Zwiedzając Gdańsk, warto wybrać się do Nowego Portu zwiedzić historyczną Latarnie Morską. Niepozorna budowla, ma niesamowicie ważne miejsce na kartach historii nie tylko Polski, lecz świata.
Zbudowana z czerwonej cegły, wyglądem przypominająca latarnie morską z Cleveland- zaprojektowana jednak w stylu gdańskiego renesansu. Oddana do użytku w 1894 roku, rozpoczęła pracę w zastępstwie starszej latarni. Oprócz funkcji latarni morskiej, pełniła również funkcje wieży pilotów portowych. Gdy chcący wpłynąć do portu statek wywiesił odpowiednią flagę, jeden z pilotów wypływał do niego łodzią. Zgodnie z zasadami- żaden kapitan statku nie mógł samodzielnie wpływać ani poruszać się samodzielnie statkiem po porcie.
Dzięki zamieszczonej na szczycie Kuli Czasu umożliwiała dokładne nastawienie chronometrów okrętowych.

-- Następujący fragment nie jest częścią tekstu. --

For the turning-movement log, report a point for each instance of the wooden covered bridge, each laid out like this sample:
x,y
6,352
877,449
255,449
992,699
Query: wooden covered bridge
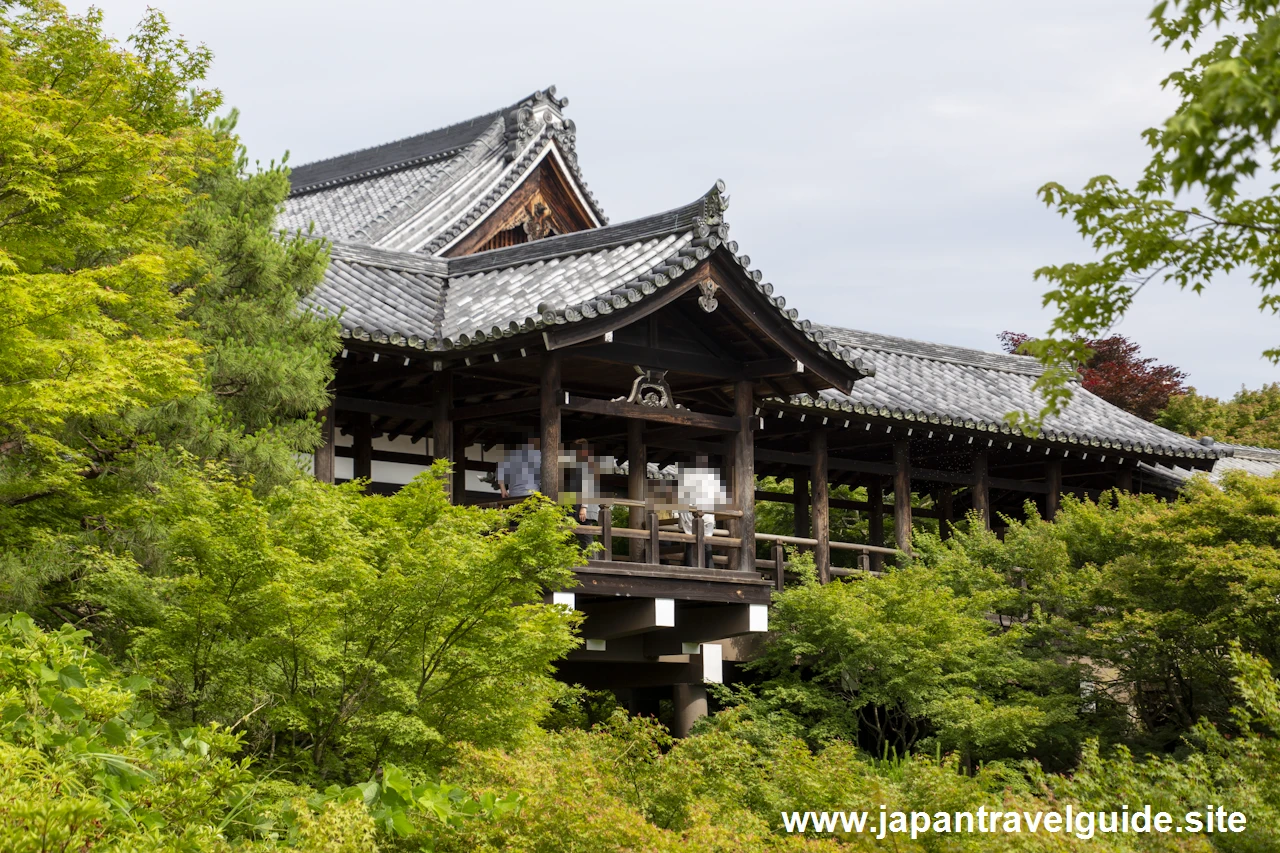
x,y
483,297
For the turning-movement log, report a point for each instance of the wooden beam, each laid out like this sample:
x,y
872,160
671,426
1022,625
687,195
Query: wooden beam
x,y
382,407
638,482
324,455
903,495
821,511
362,445
442,425
549,388
1054,483
982,487
744,473
679,416
497,409
629,616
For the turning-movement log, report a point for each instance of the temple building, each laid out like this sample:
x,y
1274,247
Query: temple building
x,y
487,305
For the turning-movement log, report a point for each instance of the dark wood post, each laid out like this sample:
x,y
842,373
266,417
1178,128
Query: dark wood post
x,y
551,409
442,427
903,495
800,501
821,506
982,488
607,532
460,464
362,445
654,539
945,512
1054,482
744,471
638,482
699,542
324,455
876,520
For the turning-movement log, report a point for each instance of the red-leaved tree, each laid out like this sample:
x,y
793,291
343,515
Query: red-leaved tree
x,y
1118,373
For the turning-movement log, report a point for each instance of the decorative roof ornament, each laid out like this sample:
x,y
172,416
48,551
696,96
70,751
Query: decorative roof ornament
x,y
650,389
716,204
708,299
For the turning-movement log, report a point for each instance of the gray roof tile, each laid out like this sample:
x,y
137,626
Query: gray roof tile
x,y
973,389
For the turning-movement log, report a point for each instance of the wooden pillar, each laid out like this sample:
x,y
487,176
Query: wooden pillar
x,y
324,455
982,488
638,482
458,486
362,445
551,409
1054,482
800,501
945,512
903,495
821,507
442,425
744,473
690,706
876,520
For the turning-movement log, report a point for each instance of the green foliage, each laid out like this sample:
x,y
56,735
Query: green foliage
x,y
905,661
1248,418
268,365
339,630
99,147
1212,149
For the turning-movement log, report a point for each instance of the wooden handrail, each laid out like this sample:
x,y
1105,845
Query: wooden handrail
x,y
813,543
720,541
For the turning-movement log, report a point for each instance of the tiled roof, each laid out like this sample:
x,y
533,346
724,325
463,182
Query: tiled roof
x,y
371,290
425,192
551,282
1258,461
933,383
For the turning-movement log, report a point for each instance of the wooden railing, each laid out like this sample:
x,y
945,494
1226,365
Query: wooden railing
x,y
654,537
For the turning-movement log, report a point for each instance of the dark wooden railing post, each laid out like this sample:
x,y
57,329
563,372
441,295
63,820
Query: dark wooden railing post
x,y
607,532
442,428
325,454
1054,483
821,506
638,479
945,512
362,445
744,471
903,495
800,497
876,519
982,487
551,415
654,539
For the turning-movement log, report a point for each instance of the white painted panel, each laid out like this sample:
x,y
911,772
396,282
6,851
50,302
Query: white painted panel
x,y
713,664
664,612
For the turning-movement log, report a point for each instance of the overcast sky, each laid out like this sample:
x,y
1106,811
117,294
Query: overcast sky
x,y
882,158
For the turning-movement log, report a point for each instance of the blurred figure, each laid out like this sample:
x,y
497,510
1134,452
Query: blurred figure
x,y
583,483
520,473
699,487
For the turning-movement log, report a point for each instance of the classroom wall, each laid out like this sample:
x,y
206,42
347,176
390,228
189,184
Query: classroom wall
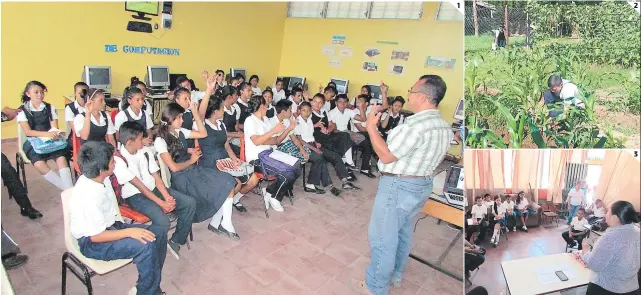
x,y
52,41
303,40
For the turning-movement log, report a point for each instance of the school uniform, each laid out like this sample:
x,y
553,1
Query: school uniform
x,y
278,95
255,126
98,128
209,187
39,120
93,210
142,165
143,118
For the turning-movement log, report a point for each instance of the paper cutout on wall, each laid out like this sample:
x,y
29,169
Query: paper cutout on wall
x,y
338,39
335,62
396,69
401,54
440,62
328,50
372,52
369,66
346,52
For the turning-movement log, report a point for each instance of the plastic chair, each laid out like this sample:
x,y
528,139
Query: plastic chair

Punktualnie o godzinie 12 w południe, po otrzymaniu sygnału telegraficznego z Królewskiego Obserwatorium Astronomicznego w Berlinie, umieszczona na szczycie kula spadała. Był to sygnał dla nawigatorów, kapitanów i obsługi statków do nastawienia chronometrów.
W tych czasach, zwiedzenie latarni graniczyło z cudem. Bez oficjalnego zezwolenia nie mógł do niej wejść nikt niepowołany. Niezwykłe widoki na panoramę okolicy dostępne były jedynie dla oczu osób pracujących w Latarni. Widok ze szczytu obejmuje całą Zatokę Gdańską, Półwysep Helski i ciągnie się aż po Mierzeję Wiślaną. Nawet widok za dnia jest zapierający dech w piersiach, lecz zachody oraz wchody słońca są niesamowicie malownicze.
W czasie I Wojny Światowej oraz w okresie międzywojennym latarnia dalej pełniła swoją podstawową funkcję. Zmieniały się jedynie stosowane źródła światła. Od lampy szczytowej aż do zmiany na lampy gazowe. Uszkodzeniu uległa również Kula Czasu, która została zdjęta z dachu. Technologia wyparła archaiczny mechanizm i nikt nie kwapił się do naprawy bezużytecznego sprzętu.
Wydarzenia z 1 września 1939 roku zmieniły losy całego świata, a Latarnia w Nowym Porcie była miejscem w którym się wszystko zaczęło.
W nocy poprzedzającej rozpoczęcie wojny, niemieccy żołnierze umieścili na latarni karabin maszynowy. Równo o godzinie 4:45 z balkonu oddano pierwsze strzały, które rozpoczęły II Wojnę Światową. Dzięki temu, że przygotowany w porcie do ataku pancernik „Schleswig-Holstein” spóźnił się z atakiem o 3 minuty, strzelcy umiejscowieni na Latarni mogli zostać unieszkodliwieni. Powstałe w wyniku strzału uszkodzenie w korpusie budowli zostało prawie od razu odbudowane. Jednak przez użycie jaśniejszej cegły, ślad po ataku jest wciąż łatwo zauważalny.
Po wojnie budynek przeszedł pod opiekę Urzędu Morskiego w Gdyni. Postanowiono, że po remoncie wróci do pełnienia swojej poprzedniej funkcji. Jedyną wprowadzoną zmianą, było zupełne rozebranie masztu, na którym niegdyś znajdowała się Kula Czasu. Wraz z biegiem czasu oraz rozwojem portów w Trójmieście, zapotrzebowanie obecną latarnie morską zniknęło. Nie mieściła się w najnowszych wymogach, a i miejsce jej budowy nie spełniało tych samych potrzeb. Jej funkcję przejęła nowo wybudowana latarnia w Porcie Północnym.
Przez długie lata, Latarnia Morska w Nowym Porcie niszczała w zapomnieniu. Ponad dziesięć lat latarnia popadała w ruinę, aż zainteresował się nią inżynier, Stefan Michalak. Doprowadził on zabytek do jej pierwotnego wyglądu, na maszt powróciła- obecnie jedyna na świecie- Kula Czasu i po raz pierwszy od bardzo dawna, wejść do środka mogli postronni ludzie. Dzięki odrestaurowaniu latarni i otwarciu jej dla turystów, wiele ludzi może napawać się niesamowitym widokiem i poczuć zamkniętą w murach budowli historię.
Dzięki zaangażowaniu inżyniera Michalaka, Latarnia w 2006 roku pojawiła się w krajowym rejestrze zabytków. W 2010 roku Latarnię Morską Nowy Port odznaczono przez Ministra Kultury i Dziedzictwa Narodowego mianem „Zabytek Zadbany”.